Morte de Paulo Gustavo faz distritais lembrarem que vítimas “não são só números”

Em meio ao debate sobre as vítimas da pandemia, o o deputado João Cardoso (Avante) voltu a cobrar prioridade para a vacinação dos rodoviários

A morte do ator Paulo Gustavo, aos 42 anos de idade, em consequência da Covid-19, fez com que deputados distritais destacassem o impacto das perdas durante a pandemia. Na sessão remota da Câmara Legislativa desta quarta-feira (5), parlamentares ratificaram a necessidade de lembrar das vítimas como seres humanos e não apenas um número.

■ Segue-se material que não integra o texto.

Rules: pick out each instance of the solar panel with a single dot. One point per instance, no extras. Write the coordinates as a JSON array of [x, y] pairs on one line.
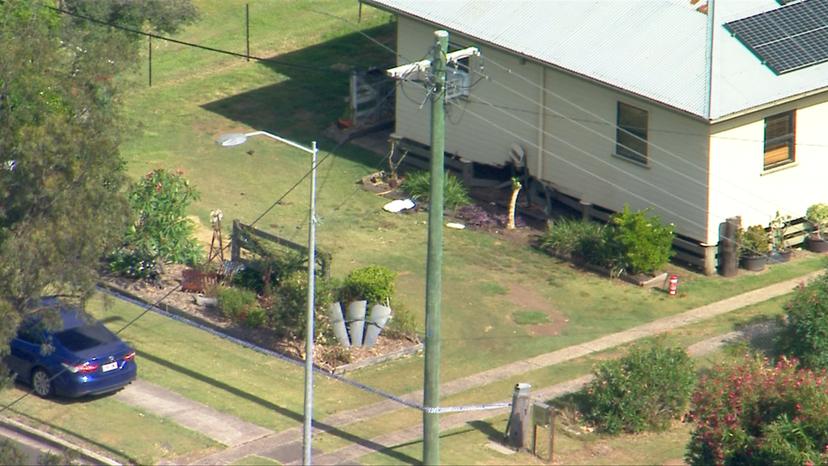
[[789, 38]]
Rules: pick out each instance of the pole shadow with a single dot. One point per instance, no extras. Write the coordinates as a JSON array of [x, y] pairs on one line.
[[281, 410], [303, 102]]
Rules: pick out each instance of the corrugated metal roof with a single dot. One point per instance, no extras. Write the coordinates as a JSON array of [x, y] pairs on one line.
[[654, 48]]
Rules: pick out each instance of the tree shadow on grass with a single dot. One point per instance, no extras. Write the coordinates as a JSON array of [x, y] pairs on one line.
[[305, 102], [297, 416], [78, 435]]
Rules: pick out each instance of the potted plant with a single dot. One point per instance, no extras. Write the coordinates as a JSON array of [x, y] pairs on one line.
[[754, 247], [779, 227], [817, 216]]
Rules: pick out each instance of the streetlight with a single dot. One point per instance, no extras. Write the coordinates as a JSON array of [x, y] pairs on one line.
[[235, 139]]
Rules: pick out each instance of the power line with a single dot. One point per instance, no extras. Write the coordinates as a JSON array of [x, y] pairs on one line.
[[614, 125], [126, 326], [192, 44], [599, 177]]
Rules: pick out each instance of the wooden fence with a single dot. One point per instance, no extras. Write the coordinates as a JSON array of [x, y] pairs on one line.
[[241, 239]]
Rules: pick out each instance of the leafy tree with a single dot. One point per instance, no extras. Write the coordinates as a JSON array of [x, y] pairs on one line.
[[61, 177]]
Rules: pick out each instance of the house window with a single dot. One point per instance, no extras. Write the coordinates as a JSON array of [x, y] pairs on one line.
[[779, 139], [631, 133]]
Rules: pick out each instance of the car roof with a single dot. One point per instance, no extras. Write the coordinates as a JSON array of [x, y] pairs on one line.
[[70, 316]]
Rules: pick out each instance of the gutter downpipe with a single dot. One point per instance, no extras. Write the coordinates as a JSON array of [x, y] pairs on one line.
[[710, 242], [708, 58], [541, 120]]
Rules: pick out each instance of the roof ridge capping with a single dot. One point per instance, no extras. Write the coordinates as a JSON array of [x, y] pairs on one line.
[[700, 5]]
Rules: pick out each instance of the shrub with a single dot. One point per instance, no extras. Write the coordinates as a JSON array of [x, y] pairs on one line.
[[132, 264], [597, 248], [160, 231], [564, 236], [643, 242], [753, 242], [287, 312], [805, 335], [817, 216], [753, 412], [264, 275], [10, 453], [417, 184], [373, 283], [236, 303], [644, 390]]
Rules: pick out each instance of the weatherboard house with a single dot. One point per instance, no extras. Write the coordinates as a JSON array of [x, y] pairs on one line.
[[699, 111]]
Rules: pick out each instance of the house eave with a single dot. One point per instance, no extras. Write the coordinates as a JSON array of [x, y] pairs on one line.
[[768, 105], [538, 61]]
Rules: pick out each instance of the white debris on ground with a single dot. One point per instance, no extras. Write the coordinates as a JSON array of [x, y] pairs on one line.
[[398, 205]]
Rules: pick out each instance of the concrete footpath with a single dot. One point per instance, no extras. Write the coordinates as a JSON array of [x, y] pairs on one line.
[[350, 453], [223, 428], [286, 447]]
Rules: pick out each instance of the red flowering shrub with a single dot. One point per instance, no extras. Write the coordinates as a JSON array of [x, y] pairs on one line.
[[753, 413], [644, 390]]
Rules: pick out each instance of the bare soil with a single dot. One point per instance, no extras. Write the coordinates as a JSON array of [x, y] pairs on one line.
[[526, 298]]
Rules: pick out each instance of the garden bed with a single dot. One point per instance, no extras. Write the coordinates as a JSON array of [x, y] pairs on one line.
[[183, 304]]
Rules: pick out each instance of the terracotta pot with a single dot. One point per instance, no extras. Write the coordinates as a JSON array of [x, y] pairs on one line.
[[816, 244], [754, 263]]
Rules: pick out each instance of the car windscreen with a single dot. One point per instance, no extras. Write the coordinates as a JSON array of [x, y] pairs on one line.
[[85, 337]]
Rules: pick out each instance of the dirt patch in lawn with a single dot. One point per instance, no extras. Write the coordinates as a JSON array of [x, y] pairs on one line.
[[523, 297]]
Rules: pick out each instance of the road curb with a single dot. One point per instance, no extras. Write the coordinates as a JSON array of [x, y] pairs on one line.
[[58, 442]]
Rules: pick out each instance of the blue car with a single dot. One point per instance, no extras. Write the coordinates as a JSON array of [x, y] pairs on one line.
[[66, 353]]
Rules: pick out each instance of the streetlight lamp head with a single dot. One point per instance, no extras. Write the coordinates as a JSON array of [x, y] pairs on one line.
[[231, 139]]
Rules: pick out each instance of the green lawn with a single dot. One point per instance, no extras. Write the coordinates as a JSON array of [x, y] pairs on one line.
[[196, 97], [254, 460], [111, 427], [469, 445], [223, 375]]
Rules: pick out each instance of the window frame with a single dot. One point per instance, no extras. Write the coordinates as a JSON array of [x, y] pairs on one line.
[[774, 143], [623, 132]]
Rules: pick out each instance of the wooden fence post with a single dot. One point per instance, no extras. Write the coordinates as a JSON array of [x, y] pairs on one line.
[[235, 247], [729, 248]]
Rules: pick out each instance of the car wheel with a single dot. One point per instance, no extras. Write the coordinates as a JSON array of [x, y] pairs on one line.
[[41, 383]]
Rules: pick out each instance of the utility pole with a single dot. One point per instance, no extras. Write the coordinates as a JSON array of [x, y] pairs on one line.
[[433, 72], [434, 265], [307, 427]]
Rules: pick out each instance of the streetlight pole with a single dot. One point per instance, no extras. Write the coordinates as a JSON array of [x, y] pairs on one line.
[[235, 139], [309, 333]]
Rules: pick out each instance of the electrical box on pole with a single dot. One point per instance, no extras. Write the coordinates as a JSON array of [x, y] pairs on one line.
[[432, 72]]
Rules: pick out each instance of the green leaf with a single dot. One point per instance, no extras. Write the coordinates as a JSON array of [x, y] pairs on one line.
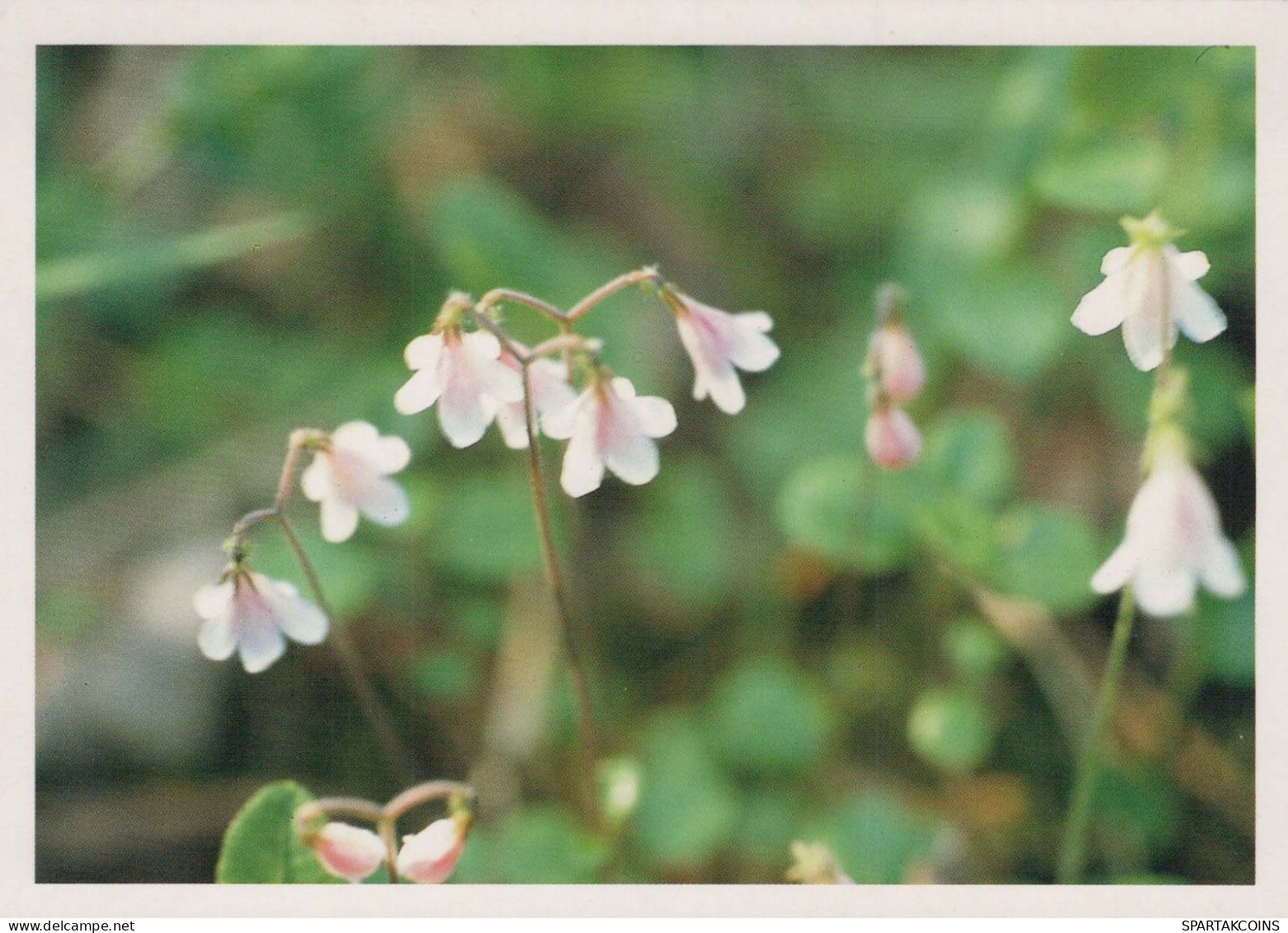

Para Leandro Grass (Rede), a naturalização dos dados diminui a percepção sobre a conjuntura atual. “Não podemos esquecer de cada um que partiu”, declarou. Por sua vez, a deputada Arlete Sampaio (PT) manifestou tristeza e criticou a omissão do governo para diminuir os efeitos da crise sanitária.

Grass (Rede) acrescentou ser importante não perder o senso de realidade: “Dentro da rotina não devemos abandonar a conexão com o real para percebermos o custo humano da situação”. Mencionando números que refletem as circunstâncias de várias unidades de saúde no Distrito Federal, ele reivindicou a abertura de comissão parlamentar de inquérito (CPI) para investigar a gestão da saúde pelo GDF durante a pandemia. “Se há medo de questionamentos, é porque não estão preparados para a democracia”, avaliou.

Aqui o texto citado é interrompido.